Interestingly, through the study guide I learned that Tolkien probably drew inspiration from Shakespeare’s play to create the character Fangorn: the mobile Ents join the Fellowship to fight against the good-turn-evil wizard Saruman in Isengard, just as Macbeth imagines the woods moving all the way from Birnam as the witches have profesied, per his soliloquy at the end of Act 5, Scene 5 of Shakespeare’s tragedy
Macbeth.
Another interesting inspiration is hidden behind a brief passage, in which Frodo, Sam, and Gollum stumble upon a great, headless ancient stone King of Agornath, whose head is on the ground and crowned with a flower wreath.

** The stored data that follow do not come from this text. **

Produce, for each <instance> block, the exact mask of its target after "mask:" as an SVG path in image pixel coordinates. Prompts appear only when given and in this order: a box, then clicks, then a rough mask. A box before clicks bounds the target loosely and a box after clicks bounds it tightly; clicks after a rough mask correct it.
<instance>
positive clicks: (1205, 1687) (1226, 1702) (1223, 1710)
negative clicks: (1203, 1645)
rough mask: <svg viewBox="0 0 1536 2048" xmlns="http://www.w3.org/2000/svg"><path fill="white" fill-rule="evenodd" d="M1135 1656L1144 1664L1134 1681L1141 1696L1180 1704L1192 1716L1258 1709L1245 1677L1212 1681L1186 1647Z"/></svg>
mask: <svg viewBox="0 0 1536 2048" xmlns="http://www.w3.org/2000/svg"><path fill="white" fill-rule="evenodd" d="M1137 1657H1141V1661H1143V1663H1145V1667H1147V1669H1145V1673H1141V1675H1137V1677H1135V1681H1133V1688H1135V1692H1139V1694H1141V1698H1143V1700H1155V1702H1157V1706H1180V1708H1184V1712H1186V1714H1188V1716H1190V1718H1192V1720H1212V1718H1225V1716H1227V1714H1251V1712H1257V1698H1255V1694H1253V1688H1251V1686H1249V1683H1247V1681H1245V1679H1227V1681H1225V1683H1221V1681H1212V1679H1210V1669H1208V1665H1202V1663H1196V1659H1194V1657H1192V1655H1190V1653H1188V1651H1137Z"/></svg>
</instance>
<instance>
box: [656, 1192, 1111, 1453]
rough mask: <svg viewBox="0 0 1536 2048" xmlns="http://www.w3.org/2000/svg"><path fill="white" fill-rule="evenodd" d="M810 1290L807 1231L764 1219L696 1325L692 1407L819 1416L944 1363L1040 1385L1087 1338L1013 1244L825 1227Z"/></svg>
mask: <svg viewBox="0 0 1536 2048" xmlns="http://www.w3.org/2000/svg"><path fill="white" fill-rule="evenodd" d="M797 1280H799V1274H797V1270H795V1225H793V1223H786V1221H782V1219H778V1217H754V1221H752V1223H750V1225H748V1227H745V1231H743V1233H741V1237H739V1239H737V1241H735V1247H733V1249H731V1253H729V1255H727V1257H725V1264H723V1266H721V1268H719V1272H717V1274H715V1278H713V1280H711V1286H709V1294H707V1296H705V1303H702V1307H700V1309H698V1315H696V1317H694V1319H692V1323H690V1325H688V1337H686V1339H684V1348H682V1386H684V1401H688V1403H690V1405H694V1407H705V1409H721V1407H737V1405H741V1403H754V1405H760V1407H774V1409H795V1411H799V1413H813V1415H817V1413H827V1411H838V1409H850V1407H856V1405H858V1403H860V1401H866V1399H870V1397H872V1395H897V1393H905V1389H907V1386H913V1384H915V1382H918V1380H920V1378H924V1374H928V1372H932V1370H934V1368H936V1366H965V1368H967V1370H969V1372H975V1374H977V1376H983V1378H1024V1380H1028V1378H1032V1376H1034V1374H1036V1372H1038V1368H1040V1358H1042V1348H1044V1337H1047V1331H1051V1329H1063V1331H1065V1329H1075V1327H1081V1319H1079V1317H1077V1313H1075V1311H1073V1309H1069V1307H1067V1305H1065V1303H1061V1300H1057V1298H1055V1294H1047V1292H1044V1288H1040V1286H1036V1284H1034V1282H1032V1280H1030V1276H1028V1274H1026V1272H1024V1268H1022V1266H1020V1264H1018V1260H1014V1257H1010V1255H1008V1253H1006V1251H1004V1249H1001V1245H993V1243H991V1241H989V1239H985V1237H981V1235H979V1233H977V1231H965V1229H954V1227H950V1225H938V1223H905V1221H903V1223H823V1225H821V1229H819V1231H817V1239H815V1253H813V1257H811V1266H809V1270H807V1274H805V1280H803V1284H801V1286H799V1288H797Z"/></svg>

It's said that Tolkien's inspiration came from
Ozymandias, one of the few poems that I know and love, famously composed by the British Romantic poet, Percy Shelley, and I can't help quoting it here:
I met a traveller from an antique land
Who said: Two vast and trunkless legs of stone
Stand in the desart. Near them, on the sand,
Half sunk, a shattered visage lies, whose frown,
And wrinkled lip, and sneer of cold command,
Tell that its sculptor well those passions read
Which yet survive, stamped on these lifeless things,
The hand that mocked them and the heart that fed:
And on the pedestal these words appear:
"My name is Ozymandias, King of Kings:
Look on my works, ye Mighty, and despair!"
No thing beside remains. Round the decay
Of that colossal wreck, boundless and bare
The lone and level sands stretch far away.
— Percy Shelley, "Ozymandias", 1819 edition
Elsewhere, through extensive reading I learned that the major inspiration of Tolkien's epic works come from
Beowulf, an Old English epic poem in the tradition of Germanic heroic legend, consisting of 3,182 alliterative lines, and one of the most important works of Old English literature.
Tolkien also drew inspiration from Camelot, the legendary castle and court in Arthurian mythology (
The Matter of Britain). I haven't read either one yet, and it may be a good idea to include both in my future book orders.
Finally, I want to end my post with this map, ingeniously created by Tolkien and reproduced for better sizing with the paper version of the book. It illustrates the geography and the places the Fellowship journeys through in this volume, including Rohan, Gondor, and Mordor, as well as the namesake Two Towers: Minas Morgul in Mordor and Orthanc in Isengard (not shown but to the left of Rohan).
What a journey with The Two Towers! I look forward to my next journey with Tolkien: The Return of the King.